MOI BLISCY
To może na pierwszy ogień Mama. Ma na imię Renata. Jest nauczycielką i, o dziwo… lubi swoją pracę. W tygodniu mało ją widzę, raczej wieczorem. Ale za to w weekend jest dla mnie, no chyba że jest na wycieczce z dziećmi ze szkoły. Jest przewodnikiem turystycznym po Dolnym Śląsku oraz Sudetach i jak od czasu do czasu nie wyjedzie to jest z nią źle. Czasem zabierze również mnie: do Wójtówki, Młynowca, Batorowa. Oczywiście wtedy, gdy jestem zdrowa. Szkoda, że musi tyle pracować. Chciałabym, by była ze mną przez cały dzień!

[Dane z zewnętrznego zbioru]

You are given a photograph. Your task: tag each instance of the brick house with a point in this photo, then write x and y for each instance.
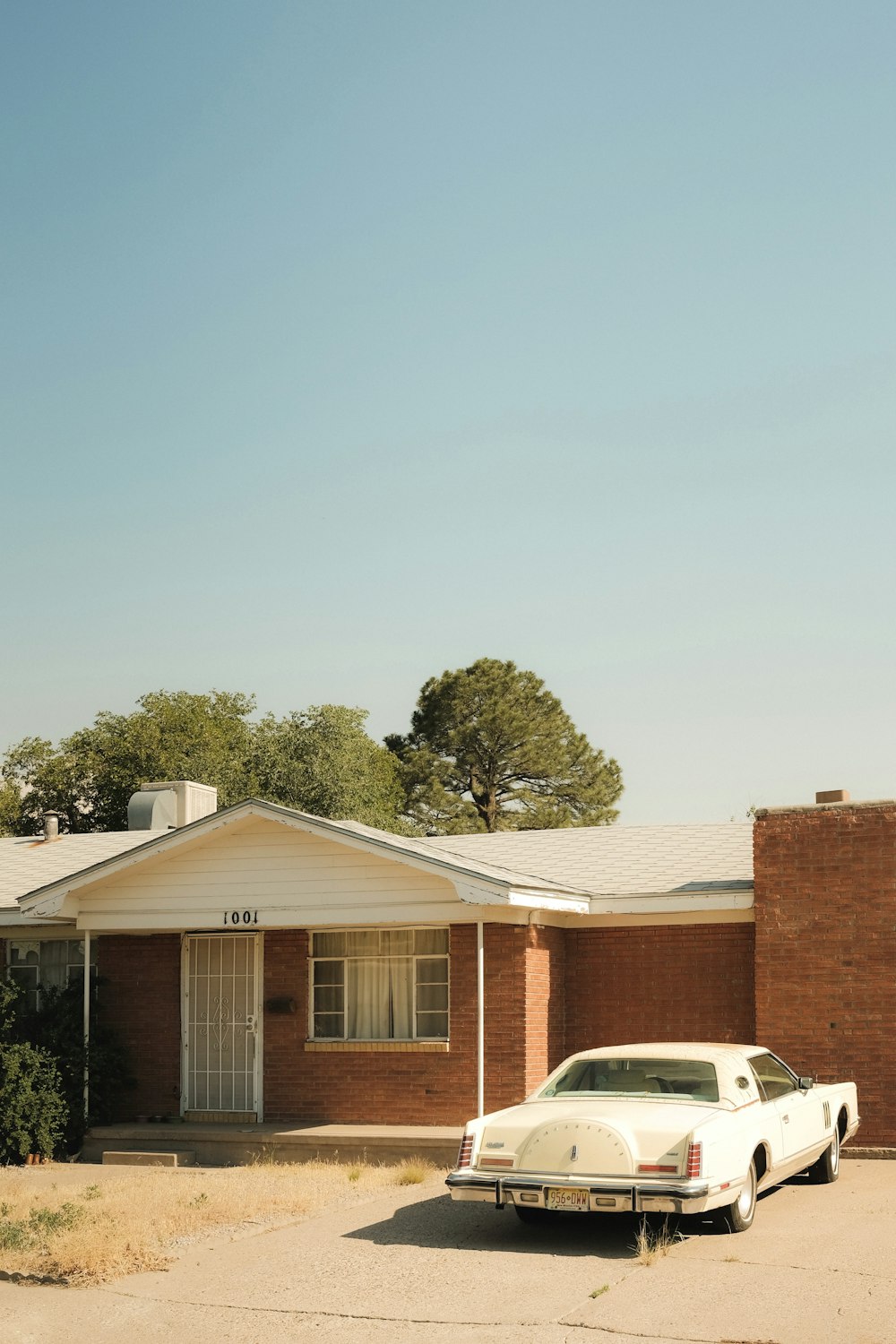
(266, 964)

Tata Mariusz – weteran pracy. Dba o mnie. Pilnuje moich zajęć, by czasami nie przepadły. Nawet przytuli mnie, chociaż wygląda na twardziela. Jeździ ze mną na turnusy rehabilitacyjne do Karpacza i Górzna. Polecam, ale tylko sobie. Niestety muszę się nim dzielić z rodzeństwem.

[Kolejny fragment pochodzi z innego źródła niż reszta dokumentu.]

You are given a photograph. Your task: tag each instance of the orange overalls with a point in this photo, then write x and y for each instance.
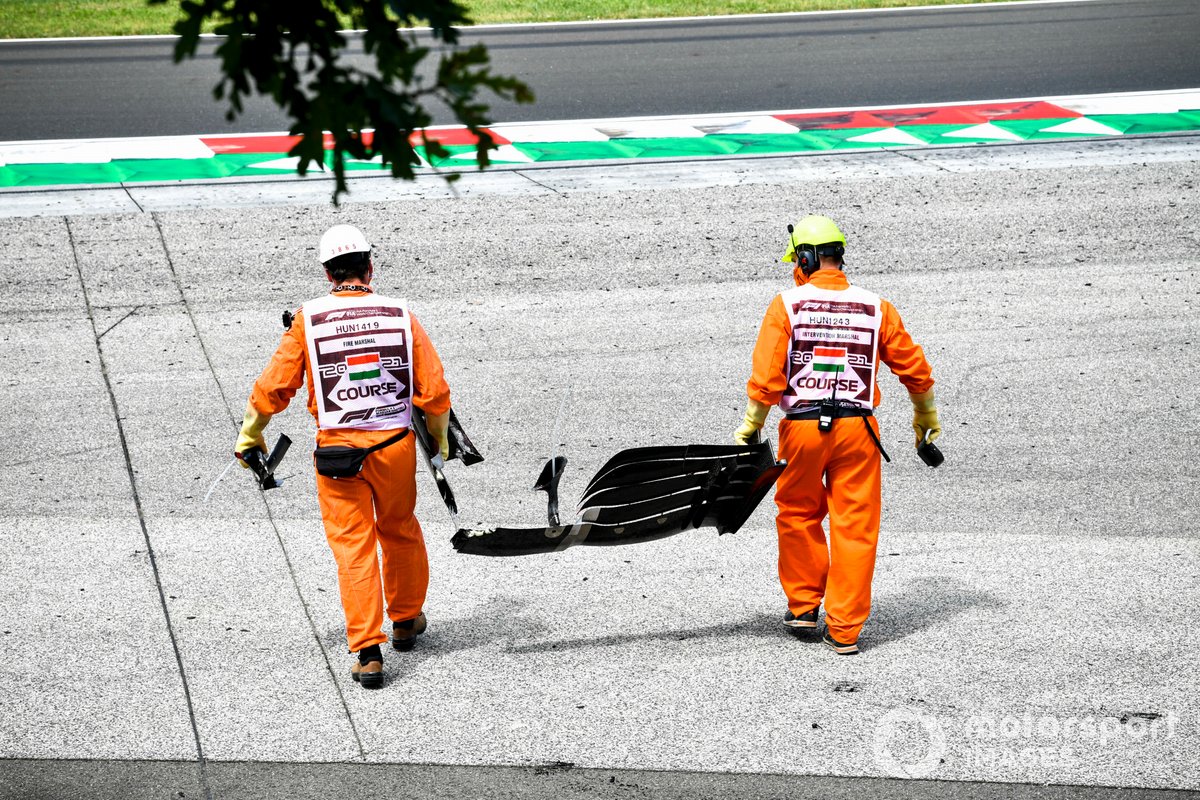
(375, 507)
(834, 473)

Starszy Brat Kuba jest prawdziwym amantem. Dziewczyny za nim szaleją, ale on nie zadziera nosa. Na razie nie myśli o małżeństwie tylko o… komputerach, a raczej o tym co można z nich wydusić. Pomaga rodzicom. I chociaż z nauką w szkole bywa u niego różnie, bardzo go kocham. Jest wybitnym sportowcem. Na pewno o nim jeszcze usłyszycie!

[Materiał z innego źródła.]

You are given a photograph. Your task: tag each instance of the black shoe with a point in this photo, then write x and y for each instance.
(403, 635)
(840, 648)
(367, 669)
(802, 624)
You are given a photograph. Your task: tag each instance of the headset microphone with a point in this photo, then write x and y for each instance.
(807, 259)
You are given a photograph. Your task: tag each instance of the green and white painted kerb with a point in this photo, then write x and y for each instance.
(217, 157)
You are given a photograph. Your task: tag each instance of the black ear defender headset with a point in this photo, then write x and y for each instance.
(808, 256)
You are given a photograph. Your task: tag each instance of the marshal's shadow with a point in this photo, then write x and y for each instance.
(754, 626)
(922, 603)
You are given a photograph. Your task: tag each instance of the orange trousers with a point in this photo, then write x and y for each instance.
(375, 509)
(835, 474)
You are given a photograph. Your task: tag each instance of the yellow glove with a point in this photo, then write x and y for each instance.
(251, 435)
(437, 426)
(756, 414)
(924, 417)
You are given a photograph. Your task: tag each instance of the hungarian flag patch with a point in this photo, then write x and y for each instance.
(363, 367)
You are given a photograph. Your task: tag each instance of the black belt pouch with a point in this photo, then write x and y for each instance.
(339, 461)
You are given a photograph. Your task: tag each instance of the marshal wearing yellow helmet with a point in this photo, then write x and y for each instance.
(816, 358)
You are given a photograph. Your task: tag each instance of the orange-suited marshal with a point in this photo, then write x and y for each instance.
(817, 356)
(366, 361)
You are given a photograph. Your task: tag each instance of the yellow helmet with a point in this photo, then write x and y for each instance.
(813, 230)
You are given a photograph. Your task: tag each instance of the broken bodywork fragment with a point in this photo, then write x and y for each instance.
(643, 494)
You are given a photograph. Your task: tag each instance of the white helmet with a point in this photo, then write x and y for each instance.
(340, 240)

A mój młodszy brat Marek to osobna historia. Zdominował całą naszą rodzinę. W łańcuchu pokarmowym jest na samym przedzie: pierwszy je, pierwszy się kąpie, pierwszy idzie spać i pierwszy wstaje. Jest pierwszy przy choince, gdy rozdają prezenty. I na kolanach babci, jakby mu było mało, też jest pierwszy. Ale mimo wszystko – to jest mój brat, i też go kocham. No może jako drugiego.